Misunderstanding Guilt and Repentance
2 Corinthians 7 and “The difference between regret and repentance”
Context: Paul encourages the church at Corinth, even though they were less than a model church (2-4). He is encouraged by them according to a report from Titus (5-7). He exhorts them in his letter without apology, because the sting of his remarks caused godly grief, which led to repentance (8-9). What are the characteristics of godly grief?
- It produces repentance: Repentance is a change of direction brought about because of a change of heart. It is not enough to feel bad. It is not repentance when you just feel bad. Godly grief produces a change in intellect and the emotions and finally the will, the decision-making faculty. Repentance is a change in direction, not just a change in disposition.

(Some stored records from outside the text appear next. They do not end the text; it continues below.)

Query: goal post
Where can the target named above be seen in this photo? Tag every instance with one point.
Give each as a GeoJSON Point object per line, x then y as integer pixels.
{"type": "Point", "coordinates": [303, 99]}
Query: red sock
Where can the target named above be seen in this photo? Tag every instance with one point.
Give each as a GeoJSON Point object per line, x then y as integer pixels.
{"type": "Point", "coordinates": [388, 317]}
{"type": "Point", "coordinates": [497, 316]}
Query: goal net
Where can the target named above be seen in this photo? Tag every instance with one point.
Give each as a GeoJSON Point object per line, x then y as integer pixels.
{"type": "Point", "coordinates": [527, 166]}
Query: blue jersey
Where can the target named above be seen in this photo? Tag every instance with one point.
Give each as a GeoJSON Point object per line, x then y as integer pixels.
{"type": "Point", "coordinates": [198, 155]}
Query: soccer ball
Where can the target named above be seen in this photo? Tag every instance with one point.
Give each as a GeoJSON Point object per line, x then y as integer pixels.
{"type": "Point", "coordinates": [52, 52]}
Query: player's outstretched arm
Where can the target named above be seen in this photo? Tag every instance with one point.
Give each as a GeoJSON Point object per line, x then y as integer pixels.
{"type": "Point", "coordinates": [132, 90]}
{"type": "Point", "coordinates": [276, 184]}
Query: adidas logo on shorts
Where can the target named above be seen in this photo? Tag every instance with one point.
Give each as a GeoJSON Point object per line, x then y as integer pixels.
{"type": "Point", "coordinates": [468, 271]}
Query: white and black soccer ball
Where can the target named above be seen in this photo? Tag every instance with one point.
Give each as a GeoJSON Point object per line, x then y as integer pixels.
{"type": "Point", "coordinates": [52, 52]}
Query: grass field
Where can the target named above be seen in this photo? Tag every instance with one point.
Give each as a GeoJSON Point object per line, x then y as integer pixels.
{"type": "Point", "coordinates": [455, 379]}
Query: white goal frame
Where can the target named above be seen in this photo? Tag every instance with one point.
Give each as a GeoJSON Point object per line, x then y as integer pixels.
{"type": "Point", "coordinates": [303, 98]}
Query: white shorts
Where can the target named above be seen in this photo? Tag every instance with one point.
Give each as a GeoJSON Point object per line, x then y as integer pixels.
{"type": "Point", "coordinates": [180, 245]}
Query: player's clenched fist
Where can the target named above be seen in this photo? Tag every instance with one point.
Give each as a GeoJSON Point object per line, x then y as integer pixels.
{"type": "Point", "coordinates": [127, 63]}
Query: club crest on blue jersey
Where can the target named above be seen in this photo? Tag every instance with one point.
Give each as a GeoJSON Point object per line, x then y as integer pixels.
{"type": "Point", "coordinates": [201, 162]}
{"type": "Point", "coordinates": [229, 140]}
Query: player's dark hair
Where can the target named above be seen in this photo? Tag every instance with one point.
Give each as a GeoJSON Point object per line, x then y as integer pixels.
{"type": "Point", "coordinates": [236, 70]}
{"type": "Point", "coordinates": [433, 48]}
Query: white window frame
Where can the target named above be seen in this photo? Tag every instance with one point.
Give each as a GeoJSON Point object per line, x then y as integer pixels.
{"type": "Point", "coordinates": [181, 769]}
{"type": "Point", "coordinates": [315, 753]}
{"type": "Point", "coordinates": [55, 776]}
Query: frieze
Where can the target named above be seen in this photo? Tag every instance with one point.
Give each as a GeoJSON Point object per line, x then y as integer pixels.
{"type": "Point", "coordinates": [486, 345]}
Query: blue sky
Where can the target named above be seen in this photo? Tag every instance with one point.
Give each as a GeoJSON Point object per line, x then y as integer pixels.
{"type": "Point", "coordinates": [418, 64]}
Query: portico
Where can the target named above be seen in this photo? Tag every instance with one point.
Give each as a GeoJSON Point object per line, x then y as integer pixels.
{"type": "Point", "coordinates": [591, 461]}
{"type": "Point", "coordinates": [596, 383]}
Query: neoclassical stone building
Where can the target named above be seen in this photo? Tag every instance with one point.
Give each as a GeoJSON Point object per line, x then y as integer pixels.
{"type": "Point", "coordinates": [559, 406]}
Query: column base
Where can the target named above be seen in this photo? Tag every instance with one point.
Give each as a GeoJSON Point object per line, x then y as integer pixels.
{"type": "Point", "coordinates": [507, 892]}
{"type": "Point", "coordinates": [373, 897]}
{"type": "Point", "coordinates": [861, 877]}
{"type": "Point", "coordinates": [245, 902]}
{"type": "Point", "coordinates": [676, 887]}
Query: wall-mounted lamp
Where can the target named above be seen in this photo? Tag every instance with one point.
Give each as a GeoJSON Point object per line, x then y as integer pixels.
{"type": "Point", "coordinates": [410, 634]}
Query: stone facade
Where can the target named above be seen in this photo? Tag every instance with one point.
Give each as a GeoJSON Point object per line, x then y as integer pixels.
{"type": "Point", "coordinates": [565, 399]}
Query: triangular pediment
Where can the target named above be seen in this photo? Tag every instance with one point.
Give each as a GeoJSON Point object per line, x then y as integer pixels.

- It leads to salvation: The response of a convicted heart, a saved heart, is one of repentance. Repentance is a work that God does in us when we are saved and as we continue on living as the saved.
- It contains no regret. The salvation that God brings to his children is a regretless salvation. “The Kingdom of Heaven is regret-free. The truth is that the Triune God liberates us from past regrets. His will is being done. Bank on it. Neither your human limitations nor your sins hinder the good plans of your sovereign father.” There is hope in repentance brought about by God-centered grief. Man centered regret is different.
- Worldly sorrow brings death: There is no Christian hope at the end of regret. You are attempting to create your own personal purgatory where you can pay off your debt, but you never pay it off and you never find mercy. Repentance has been twisted and you are no longer thinking about the gospel.